En 1939, elle est chargée d’assurer dans le département d’Alger l’intérim de confrères mobilisés. C’est ainsi qu’elle s’efforce de lutter contre les fléaux oculaires dans les secteurs de Tizi-Ouzou, Miliana, Médéa et dans la banlieue d’Alger.
En 1942, elle est appelée par Gaston Averseng, maire d’El-Affroun, qui avait créé un centre social de grande envergure, dont un hôpital-dispensaire géré par un médecin et une communauté de sœurs blanches. Elle s’y rendra deux week-ends par mois pour soigner les maux oculaires. C’est ainsi qu’elle fait, à sa grande joie, ses premières armes d’ophtalmie rurale.
Parallèlement à ses nombreuses activités, elle avait découvert en 1934 le Sahara, par un hasard qu’elle qualifiera plus tard de providentiel. En effet, appelée au M’zab par un commerçant fortuné pour se rendre au chevet de sa mère affligée d’un trachome depuis l’enfance, elle avait effectué un voyage de 650 km à travers les pistes et opéré la malade avec succès. Cette approche du grand Sud algérien fut pour elle une révélation. Le spectacle navrant de ces aveugles, de ces enfants aux yeux envahis de mouches et de pus, de ces femmes recluses qui, faute de soins, sombrent dans la nuit, lui est intolérable. Elle ne peut rester impassible devant une telle misère. Alors germera dans son esprit l’idée qu’il faut soulager ces pauvres gens.

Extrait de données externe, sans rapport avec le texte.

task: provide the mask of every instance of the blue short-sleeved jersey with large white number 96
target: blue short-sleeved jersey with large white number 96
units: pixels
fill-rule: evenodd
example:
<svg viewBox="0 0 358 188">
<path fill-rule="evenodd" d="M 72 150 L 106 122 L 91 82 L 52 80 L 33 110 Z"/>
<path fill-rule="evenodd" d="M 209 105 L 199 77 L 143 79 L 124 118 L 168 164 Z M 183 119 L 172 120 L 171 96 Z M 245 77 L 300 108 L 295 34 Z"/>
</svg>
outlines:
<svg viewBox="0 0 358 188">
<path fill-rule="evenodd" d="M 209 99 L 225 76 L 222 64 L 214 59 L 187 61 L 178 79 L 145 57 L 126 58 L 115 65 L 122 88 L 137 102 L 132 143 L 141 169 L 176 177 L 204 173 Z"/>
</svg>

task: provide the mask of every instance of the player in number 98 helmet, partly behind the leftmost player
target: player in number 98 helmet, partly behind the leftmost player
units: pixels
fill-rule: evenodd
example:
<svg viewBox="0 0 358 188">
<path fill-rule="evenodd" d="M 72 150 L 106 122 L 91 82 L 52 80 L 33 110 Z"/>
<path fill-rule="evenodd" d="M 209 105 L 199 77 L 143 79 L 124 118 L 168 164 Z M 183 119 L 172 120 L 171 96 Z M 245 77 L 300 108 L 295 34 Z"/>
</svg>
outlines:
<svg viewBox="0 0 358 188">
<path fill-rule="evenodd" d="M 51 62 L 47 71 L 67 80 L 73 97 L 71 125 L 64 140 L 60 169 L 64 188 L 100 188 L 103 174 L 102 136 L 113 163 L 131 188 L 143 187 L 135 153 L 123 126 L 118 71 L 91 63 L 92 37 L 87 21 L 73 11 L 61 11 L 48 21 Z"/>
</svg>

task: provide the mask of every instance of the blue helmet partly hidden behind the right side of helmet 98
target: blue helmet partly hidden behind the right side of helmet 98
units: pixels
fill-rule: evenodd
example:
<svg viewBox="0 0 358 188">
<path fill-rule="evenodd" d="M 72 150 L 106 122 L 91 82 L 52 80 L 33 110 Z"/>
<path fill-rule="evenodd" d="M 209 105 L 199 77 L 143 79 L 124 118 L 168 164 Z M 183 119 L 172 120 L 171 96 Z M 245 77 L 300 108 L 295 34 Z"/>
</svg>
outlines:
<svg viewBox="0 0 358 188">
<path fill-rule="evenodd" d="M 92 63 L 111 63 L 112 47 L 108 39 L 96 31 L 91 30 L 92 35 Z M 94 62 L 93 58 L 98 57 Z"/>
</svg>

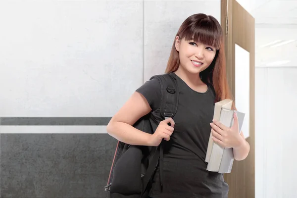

Ses projets ayant été différés par la guerre, ce n’est que dix ans plus tard, en 1944, que survient un deuxième épisode l’appelant de nouveau dans le Sud. Cette fois c’est pour venir en aide à l’infirmerie de Laghouat, tenue par la communauté des Sœurs blanches, complètement débordée par l’afflux des patients atteints d’affections oculaires. Cette mission officieuse se déroulera de façon très satisfaisante.
En 1946, elle est envoyée, cette fois en mission officielle, dans les territoires du Sud pour combattre une grave épidémie d’ophtalmie. Assistée du docteur Legroux, elle se rend à bord d’un avion militaire, d’abord à Ghardaïa, puis à Laghouat. Les deux oculistes donneront plus de 400 consultations et procèderont à 74 interventions chirurgicales.
C’est ainsi qu’est créée officiellement la mission ophtalmologiste saharienne dont le mérite revient essentiellement à Renée Antoine qui, à force de volonté, a su faire tomber les obstacles qui se dressaient sur sa route. Avec le soutien du gouverneur général de l’Algérie, le projet établi par les docteurs Antoine et Legroux se réalise. Sont mis à leur disposition deux camions, l’un équipé d’une salle de consultation, l’autre d’une salle d’opération. Ces véhicules entrent pour la première fois en fonction le 26 décembre 1948 à Tadjmount.
C’est le début de l’aventure saharienne par celle que l’on a pu surnommer « la nomade de la charité ». Sa connaissance de la langue arabe lui facilitera le contact auprès des malades.